Philip Seymour Hoffman: Zehn Päckchen Heroin am Tag

10.02.2014 > 00:00

© Getty Images

Das Drama um Philip Seymour Hoffman ist um ein Kapitel reicher. Die Polizei hat drei Drogendealer festgenommen, von denen einer ein Interview gegeben hat. Darin packt er über Philip Seymour Hoffman und seine Drogensucht aus.

Robert Vineberg ist Jazzmusiker und soll nicht nur der Dealer, sondern auch ein Freund von Philip Seymour Hoffman gewesen, wie die New York Post berichtet.
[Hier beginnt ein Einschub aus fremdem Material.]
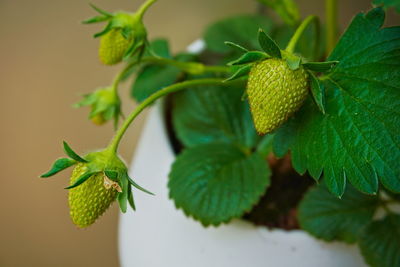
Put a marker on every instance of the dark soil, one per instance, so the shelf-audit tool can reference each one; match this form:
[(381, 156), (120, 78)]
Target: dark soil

Er behauptet: Der "Tribute von Panem"-Schauspieler spritzte sich zehn Mal am Tag Heroin. "Er hat Nadeln benutzt. Er war ein Hardcore-Süchtiger", so Robert Vineberg.

Er selbst ist ebenfalls ein Junkie gewesen, hat einen Entzug gemacht - so wie Philip Seymour Hoffman. Die beiden hätten bis im Dezember per SMS Kontakt gehabt. Das letzte Mal gesehen hätten sich die beiden im Oktober.

Im Dezember dann habe Philip Seymour Hoffman Robert Vineberg angerufen und ihm gesagt, er sei clean. Zuvor war der Schauspieler 28 Tage in der Reha, bevor die Dreharbeiten zu "Die Tribute von Panem" starteten. Sie hätten sich gegenseitig dabei unterstützt, clean zu bleiben.

Der mutmaßliche Dealer macht sich nun schwere Vorwürfe: "Er war mein Freund! Ich hätte ihn retten können. Hätte ich gewusst, dass er in der Stadt ist, hätte ich gesagt: 'Hey, lass uns ein AA-Meeting machen.' Wenn ich bei ihm gewesen wäre, wäre das nicht passiert. Nicht unter meinem Schutz."